Much has happened, certainly, with highlights for me including the spectacular Arts & Humanities Festival in October; the King’s Awards last month, at which Dr Carool Kersten, Senior Lecturer in Theology & Religious Studies, was named King’s Media Personality of the Year; a dinner earlier this week for this year’s Desmond Tutu Scholars, fourteen of whom are in Arts & Humanities, during which Baroness Nicholson of Winterbourne gave a moving and inspiring speech; and the news just in that four of this year’s 33 Leverhulme Major Research Fellowships in the Humanities and Social Sciences have been awarded to colleagues in our Faculty.
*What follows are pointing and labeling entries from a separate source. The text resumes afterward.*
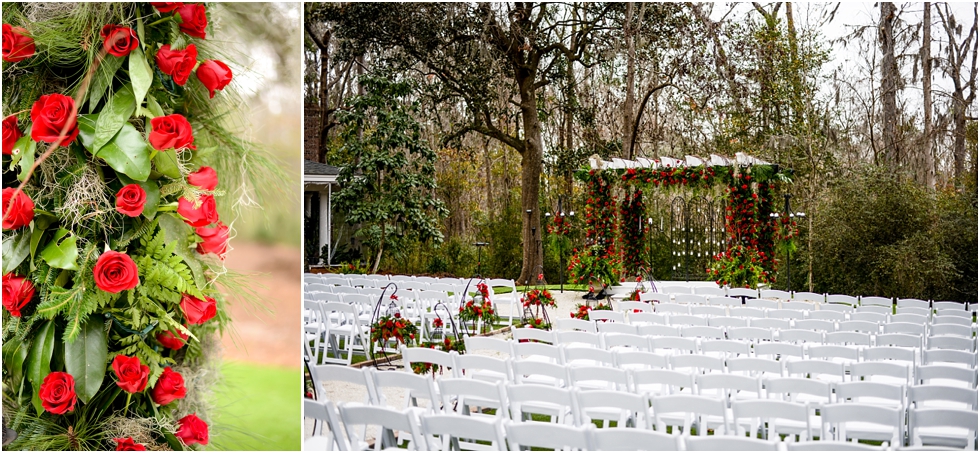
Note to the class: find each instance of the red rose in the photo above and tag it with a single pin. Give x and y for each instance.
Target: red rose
(169, 387)
(203, 215)
(196, 310)
(18, 209)
(118, 40)
(17, 292)
(193, 19)
(171, 131)
(215, 240)
(192, 430)
(115, 272)
(204, 178)
(166, 7)
(214, 74)
(57, 393)
(132, 374)
(52, 113)
(130, 200)
(127, 444)
(11, 133)
(16, 44)
(177, 63)
(169, 341)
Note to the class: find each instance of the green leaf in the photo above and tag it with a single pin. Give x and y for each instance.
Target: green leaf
(113, 116)
(59, 253)
(39, 358)
(140, 73)
(152, 189)
(166, 164)
(85, 359)
(127, 153)
(102, 80)
(15, 250)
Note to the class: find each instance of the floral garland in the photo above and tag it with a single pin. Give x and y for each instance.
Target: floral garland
(106, 264)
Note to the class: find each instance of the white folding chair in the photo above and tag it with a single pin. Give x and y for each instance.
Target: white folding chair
(629, 439)
(521, 436)
(448, 432)
(945, 427)
(388, 420)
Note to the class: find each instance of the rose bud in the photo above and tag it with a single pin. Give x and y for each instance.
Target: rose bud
(192, 430)
(215, 240)
(115, 272)
(130, 200)
(17, 292)
(169, 341)
(118, 40)
(18, 209)
(204, 178)
(17, 45)
(166, 7)
(171, 131)
(203, 215)
(177, 63)
(11, 133)
(49, 115)
(132, 374)
(215, 75)
(196, 310)
(57, 393)
(169, 387)
(193, 19)
(127, 444)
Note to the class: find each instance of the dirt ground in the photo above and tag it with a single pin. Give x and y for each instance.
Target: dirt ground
(268, 336)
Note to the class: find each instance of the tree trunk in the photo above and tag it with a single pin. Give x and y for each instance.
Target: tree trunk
(531, 159)
(926, 167)
(889, 86)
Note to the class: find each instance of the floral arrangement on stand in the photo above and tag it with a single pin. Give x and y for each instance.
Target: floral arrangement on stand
(113, 246)
(535, 302)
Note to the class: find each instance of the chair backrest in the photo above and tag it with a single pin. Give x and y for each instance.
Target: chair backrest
(629, 439)
(943, 418)
(390, 420)
(521, 436)
(835, 419)
(451, 428)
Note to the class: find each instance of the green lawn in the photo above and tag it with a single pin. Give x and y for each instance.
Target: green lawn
(258, 408)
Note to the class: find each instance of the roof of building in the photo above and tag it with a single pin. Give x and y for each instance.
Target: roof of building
(316, 168)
With such wonderful things going on in education and research, we shouldn’t have been surprised earlier this term to see ourselves rising in this year’s Times Higher Education subject rankings from 23rd in the world to 15th and from 5th to 4th in the UK. We have much to celebrate and to be proud of.
It has also been a difficult term, though, with a significant number of our students and staff having been affected by the atrocities in Paris last month. I’m grateful to all those, including members of the French Society, who rallied around and offered moral and practical support where they could. To break the copycat cycle of conflict and violence that seems inevitably to follow such events – a kind of ‘mimetic desire’, diagnosed in such devastating detail by the philosopher and literary critic René Girard, who died just days before the attacks in Paris and who would have been 92 on Christmas Day – I’m in no doubt that we need the Humanities now more than ever.
A Faculty such as ours has a key part to play in confronting inhumanity with humanity, in confronting the ideology of hatred and ignorance with the love and pursuit of knowledge: if studying Philosophy helps us to think better about ethical questions, if learning another language helps us to appreciate more acutely the similarities and differences between cultures, and if studying History helps us to understand better the past and to approach the future more thoughtfully, then in all these ways – and in many more besides – we as a scholarly community can dare to embody defiant, life-changing hope.